Background: Patients with advanced heart failure with reduced ejection fraction (HFrEF) have an increased inflammatory load and impaired cardiac oxidative phosphorylation of lipids. However, mitochondrial dysfunction was not reproduced in all stages of heart failure. Moreover, increased inflammatory load is a hallmark of all cardiovascular diseases. Potentially, early characteristic dysregulations can be overlooked when assessing patients only under resting conditions. We therefore exposed HFrEF patients to a physical exertion challenge by cardiopulmonary exercise testing (CPET) and monitored acute changes in inflammatory and metabolic parameters, as well as their further course during a subsequent 2-hour resting period. 
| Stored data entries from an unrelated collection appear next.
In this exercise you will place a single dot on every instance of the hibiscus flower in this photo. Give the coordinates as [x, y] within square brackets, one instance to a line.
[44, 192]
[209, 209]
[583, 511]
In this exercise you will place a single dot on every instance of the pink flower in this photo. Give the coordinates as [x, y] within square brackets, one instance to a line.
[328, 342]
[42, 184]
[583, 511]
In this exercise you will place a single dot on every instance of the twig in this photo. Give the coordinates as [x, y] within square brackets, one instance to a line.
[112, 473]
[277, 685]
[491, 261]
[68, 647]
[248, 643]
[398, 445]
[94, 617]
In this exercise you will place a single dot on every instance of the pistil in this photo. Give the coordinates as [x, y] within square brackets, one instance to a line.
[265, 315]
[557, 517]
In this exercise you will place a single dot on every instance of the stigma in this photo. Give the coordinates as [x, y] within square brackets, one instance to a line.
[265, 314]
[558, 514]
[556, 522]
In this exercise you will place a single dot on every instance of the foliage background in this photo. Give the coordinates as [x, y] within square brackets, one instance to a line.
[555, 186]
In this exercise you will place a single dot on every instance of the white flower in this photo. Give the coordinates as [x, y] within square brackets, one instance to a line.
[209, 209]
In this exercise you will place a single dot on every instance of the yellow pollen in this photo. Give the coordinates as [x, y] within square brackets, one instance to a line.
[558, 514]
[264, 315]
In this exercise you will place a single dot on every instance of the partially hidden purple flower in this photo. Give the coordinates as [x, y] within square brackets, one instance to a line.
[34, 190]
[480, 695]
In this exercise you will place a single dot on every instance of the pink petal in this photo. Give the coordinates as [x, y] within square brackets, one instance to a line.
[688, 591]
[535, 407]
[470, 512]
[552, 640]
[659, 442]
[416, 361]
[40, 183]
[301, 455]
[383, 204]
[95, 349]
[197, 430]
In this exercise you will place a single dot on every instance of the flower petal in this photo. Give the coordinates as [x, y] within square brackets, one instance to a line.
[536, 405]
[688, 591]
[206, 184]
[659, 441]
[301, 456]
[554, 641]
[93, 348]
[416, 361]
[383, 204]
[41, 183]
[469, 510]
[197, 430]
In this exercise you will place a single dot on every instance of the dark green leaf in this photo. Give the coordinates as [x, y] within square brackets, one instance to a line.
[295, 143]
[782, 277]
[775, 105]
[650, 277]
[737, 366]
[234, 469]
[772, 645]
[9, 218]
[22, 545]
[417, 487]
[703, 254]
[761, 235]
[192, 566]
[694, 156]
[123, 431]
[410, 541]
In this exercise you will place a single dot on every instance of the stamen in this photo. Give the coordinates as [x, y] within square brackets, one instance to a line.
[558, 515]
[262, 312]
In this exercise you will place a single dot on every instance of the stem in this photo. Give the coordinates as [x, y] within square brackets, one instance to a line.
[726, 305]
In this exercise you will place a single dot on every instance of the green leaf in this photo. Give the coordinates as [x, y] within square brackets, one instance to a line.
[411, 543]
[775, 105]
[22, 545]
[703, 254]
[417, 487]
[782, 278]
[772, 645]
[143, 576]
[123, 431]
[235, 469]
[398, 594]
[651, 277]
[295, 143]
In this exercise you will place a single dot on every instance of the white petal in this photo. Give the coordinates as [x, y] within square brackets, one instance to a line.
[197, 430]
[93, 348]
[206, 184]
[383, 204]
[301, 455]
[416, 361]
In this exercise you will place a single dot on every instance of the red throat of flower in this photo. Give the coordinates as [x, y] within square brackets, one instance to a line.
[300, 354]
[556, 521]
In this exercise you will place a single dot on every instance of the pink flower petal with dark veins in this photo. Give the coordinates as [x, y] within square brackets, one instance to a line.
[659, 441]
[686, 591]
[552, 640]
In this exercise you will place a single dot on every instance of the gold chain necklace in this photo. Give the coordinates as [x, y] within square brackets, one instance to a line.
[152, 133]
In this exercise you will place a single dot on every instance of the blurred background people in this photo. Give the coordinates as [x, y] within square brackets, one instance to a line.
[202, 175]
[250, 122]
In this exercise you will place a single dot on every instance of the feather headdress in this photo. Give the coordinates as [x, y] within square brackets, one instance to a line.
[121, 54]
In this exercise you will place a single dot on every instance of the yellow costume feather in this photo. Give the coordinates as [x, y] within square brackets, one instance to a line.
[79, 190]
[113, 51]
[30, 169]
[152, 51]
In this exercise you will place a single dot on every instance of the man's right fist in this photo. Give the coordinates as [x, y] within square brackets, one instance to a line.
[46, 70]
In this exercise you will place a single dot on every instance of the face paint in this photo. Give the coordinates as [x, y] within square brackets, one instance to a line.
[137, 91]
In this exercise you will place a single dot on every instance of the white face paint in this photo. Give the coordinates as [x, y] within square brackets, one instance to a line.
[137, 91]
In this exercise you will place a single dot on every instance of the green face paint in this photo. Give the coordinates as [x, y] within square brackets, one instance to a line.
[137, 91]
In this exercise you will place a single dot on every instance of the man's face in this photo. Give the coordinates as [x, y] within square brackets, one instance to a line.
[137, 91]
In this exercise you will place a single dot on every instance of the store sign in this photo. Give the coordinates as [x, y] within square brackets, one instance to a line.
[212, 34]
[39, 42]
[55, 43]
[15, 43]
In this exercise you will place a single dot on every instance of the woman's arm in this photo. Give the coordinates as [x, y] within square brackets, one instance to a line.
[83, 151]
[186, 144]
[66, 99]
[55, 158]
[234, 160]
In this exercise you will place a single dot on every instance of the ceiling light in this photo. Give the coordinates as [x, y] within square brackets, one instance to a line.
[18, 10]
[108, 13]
Methods: Participants with HFrEF (n = 16) and age and sex matched controls (CON, n = 13) were investigated at baseline (T1), immediately after CPET (T2), and after 2 hours of resting (T3). Symptom-limited CPET was performed according to modified Jones protocol. In addition to clinical and physiological parameters, blood counts of leukocyte subtypes, their morphology, aggregation with platelets and microvesicle release, as well as plasma cytokines and metabolites were assessed at all three time points. Inflammatory and metabolic parameters were assessed using the ThermoFischer ProcartaPlex Human Inflammation-Panel and Biocrates MxP® Quant 500 kit, respectively. Non-parametric tests were chosen and all multiple tests were adjusted by the Benjamini-Hochberg method.
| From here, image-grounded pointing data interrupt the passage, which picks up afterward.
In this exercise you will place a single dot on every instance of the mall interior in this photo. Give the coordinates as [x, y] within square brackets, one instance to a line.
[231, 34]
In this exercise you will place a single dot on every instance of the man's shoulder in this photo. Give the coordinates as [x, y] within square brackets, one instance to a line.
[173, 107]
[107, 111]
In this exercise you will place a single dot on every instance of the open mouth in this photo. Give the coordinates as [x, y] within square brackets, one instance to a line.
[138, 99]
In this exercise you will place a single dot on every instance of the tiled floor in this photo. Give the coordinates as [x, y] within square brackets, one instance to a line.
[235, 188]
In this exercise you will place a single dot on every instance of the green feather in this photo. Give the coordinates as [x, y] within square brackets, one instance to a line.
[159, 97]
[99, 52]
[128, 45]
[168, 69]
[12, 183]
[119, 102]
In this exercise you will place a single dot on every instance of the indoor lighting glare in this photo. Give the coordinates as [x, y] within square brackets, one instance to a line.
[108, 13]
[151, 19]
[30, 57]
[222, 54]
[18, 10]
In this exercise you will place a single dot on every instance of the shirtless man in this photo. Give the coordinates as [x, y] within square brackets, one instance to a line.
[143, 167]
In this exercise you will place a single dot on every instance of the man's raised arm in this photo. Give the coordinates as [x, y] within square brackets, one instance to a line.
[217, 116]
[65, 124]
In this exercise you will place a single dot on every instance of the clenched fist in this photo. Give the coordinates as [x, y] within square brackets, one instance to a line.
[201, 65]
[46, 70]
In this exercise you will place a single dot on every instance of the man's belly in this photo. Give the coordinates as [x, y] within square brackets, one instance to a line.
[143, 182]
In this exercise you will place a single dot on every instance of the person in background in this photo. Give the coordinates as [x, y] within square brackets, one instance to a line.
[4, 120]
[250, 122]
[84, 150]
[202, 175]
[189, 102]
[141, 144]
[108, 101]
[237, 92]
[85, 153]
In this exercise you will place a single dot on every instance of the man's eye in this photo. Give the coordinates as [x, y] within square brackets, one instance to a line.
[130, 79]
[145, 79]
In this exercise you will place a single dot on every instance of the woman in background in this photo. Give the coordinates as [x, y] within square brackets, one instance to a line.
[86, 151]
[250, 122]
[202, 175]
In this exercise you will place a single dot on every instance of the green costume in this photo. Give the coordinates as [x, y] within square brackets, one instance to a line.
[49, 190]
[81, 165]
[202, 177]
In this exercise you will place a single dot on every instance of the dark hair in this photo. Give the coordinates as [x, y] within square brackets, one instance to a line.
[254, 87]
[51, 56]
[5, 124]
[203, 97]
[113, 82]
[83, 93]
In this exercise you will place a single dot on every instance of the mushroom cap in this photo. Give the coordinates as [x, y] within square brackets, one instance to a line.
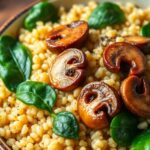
[121, 52]
[67, 71]
[96, 103]
[141, 42]
[135, 93]
[67, 36]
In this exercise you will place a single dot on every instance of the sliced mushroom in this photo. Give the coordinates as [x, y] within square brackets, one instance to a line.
[136, 95]
[68, 69]
[124, 57]
[67, 36]
[141, 42]
[96, 103]
[3, 145]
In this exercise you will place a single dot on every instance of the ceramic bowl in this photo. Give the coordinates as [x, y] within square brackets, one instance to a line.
[12, 26]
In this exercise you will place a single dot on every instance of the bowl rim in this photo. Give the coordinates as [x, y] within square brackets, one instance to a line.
[13, 18]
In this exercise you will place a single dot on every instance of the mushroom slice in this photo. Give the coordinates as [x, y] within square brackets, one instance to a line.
[96, 103]
[3, 145]
[141, 42]
[67, 36]
[136, 95]
[124, 57]
[68, 69]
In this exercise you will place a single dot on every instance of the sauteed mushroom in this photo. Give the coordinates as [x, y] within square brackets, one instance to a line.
[96, 103]
[141, 42]
[124, 57]
[68, 69]
[67, 36]
[136, 95]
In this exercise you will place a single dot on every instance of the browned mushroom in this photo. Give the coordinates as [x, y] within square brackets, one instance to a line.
[67, 36]
[96, 103]
[136, 95]
[68, 69]
[141, 42]
[124, 57]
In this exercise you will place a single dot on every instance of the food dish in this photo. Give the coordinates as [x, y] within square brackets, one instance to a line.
[40, 126]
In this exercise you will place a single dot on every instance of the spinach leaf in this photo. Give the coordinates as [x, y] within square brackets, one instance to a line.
[142, 141]
[43, 11]
[15, 62]
[123, 128]
[145, 30]
[39, 94]
[65, 124]
[106, 14]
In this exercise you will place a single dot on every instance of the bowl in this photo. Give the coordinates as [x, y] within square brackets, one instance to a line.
[11, 26]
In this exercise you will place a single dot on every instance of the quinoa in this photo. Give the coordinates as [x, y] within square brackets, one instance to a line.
[28, 128]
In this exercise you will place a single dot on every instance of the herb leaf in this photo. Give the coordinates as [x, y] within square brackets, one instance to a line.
[43, 11]
[65, 124]
[106, 14]
[123, 128]
[39, 94]
[15, 62]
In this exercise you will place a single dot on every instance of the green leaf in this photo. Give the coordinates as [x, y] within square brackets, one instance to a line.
[145, 30]
[65, 124]
[15, 62]
[106, 14]
[43, 11]
[123, 128]
[39, 94]
[142, 141]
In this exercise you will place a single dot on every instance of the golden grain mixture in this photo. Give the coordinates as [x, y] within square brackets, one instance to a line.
[28, 128]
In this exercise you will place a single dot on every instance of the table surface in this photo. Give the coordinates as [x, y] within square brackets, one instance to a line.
[9, 8]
Results: CON and HFrEF were similar with regard to their cardiovascular risk profile. However, HFrEF had a lower left ventricular ejection fraction and a greater left ventricular enddiastolic diameter. We found no differences between groups for leukocyte, cytokine or metabolic parameters at T1. Immediately after CPET, 20 parameters were significantly altered in both groups, including an increase of lactate, natural killer (NK) and NK T cell blood counts. In addition to these, 131 inflammatory and metabolic parameters were altered only in HFrEF, as compared to 17 only in CON. HFrEF-increased parameters included platelet aggregates with NK cells, CD8+ cytotoxic T cells and “classical” CD14++CD16-monocytes, 58 different phosphatidylcholines and 21 triglycerides. At T3 almost all altered parameters returned to baseline in CON. In HFrEF, blood counts and morphological markers of inflammatory effector cell types, including NK cells, CD8+ T cells and neutrophils, as well as genomic nuclear DNA, an indicator of cell death, remained elevated. Moreover, several triglycerides did not return to baseline in HFrEF. In these patients, but not in CON, the different lipids (i.e. phosphatidylcholine, triglycerides) strongly correlated with pro-inflammatory cytokines and NK cells.

Conclusion: Our data support the concept of impaired fatty acid utilization and inflammation-mediated metabolic dysregulation in HFrEF. However, the correlations between metabolic and inflammatory parameters were not evident at baseline in comparison to a control group with similar cardiovascular risk profile. Therefore, investigating patients in response to a physical or metabolic challenge might reveal early pathologic changes and might aid the development of metabolically active therapies – such as SGLT2 inhibitors, but also early implementation of prevention measures, to maximize therapy success for the patient.